Over on the Republican side there is a similar situation. Donald Trump is marching toward the nomination. He has picked up on the anger of average Republicans toward their government. These voters have given the GOP control of Congress through several election cycles. To their dismay, the elected officials have not fulfilled any of their promises. In fact, John Boehner (former Speaker) and Mitch McConnell (Senate Majority Leader), have actually worked against votes on some of these issues. Boehner was pushed aside, and McConnell may face heavy competition to keep his position.
Trump is a maverick that will not be satisfied with business as usual. He is fighting against the Special Interests even though he has spent most of his adult life as one of them.
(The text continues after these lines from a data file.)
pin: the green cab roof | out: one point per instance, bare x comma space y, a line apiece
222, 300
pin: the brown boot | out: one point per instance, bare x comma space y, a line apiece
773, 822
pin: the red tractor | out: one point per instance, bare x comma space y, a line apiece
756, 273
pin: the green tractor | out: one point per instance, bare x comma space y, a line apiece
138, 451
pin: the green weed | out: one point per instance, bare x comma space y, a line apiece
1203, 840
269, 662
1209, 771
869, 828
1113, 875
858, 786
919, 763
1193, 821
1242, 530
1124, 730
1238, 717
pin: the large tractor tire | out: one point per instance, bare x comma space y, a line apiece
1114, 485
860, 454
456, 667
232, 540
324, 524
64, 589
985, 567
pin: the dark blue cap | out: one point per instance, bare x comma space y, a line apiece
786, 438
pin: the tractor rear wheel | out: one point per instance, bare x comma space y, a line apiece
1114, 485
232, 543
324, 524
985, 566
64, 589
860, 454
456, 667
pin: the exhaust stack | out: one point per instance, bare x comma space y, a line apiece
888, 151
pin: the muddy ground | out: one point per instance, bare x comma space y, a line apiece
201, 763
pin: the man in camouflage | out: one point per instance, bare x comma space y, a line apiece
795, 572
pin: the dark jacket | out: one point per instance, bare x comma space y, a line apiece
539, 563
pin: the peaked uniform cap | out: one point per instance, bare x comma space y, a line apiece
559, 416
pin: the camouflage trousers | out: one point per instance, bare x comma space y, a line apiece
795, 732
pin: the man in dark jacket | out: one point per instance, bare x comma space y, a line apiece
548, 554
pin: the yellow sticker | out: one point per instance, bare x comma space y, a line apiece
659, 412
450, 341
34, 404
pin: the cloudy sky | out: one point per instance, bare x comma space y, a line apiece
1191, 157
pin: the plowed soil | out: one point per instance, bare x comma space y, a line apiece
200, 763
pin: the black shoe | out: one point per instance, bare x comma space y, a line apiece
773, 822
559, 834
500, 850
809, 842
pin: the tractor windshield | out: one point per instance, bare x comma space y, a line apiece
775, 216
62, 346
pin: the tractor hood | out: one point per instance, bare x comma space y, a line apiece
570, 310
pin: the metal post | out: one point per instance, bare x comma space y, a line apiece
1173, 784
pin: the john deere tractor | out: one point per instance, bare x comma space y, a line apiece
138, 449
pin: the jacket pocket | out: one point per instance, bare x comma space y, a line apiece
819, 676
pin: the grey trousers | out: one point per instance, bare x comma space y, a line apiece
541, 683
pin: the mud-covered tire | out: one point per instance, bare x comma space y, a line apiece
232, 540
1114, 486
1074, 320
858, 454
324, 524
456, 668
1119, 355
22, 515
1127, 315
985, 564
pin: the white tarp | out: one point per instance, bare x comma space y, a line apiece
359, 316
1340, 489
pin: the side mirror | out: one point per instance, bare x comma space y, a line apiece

Donald Trump will fight the status-quo and make the party more responsive to the Republican voter.
The “establishment” will do everything they can to stop Trump. This entrenched group of politicians will even sabotage the General Election to keep Trump from entering the Oval Office. Mitch McConnell for one has said he will not vote for Trump in the General Election. Many other establishment Republican politicians will probably do the same.
But business as usual will be a thing of the past. If Trump doesn’t win in November, and the establishment continues business as usual, there will be a revolt from the rank and file. Those conservative voters will bolt from the Republican Party to create a new party more to their thinking.
In 1964, Barry Goldwater started a conservative movement in the Republican Party. For the next decade, the Party shrunk in size and lost elections. However, the GOP came roaring back with Ronald Reagan in 1980. This was possible because of the foundation laid by Goldwater. Are we witnessing another revolution now?
Trump and Clinton are the strong favorites to face off in November. It’s all the undercurrents in both parties that will make this election fascinating to watch.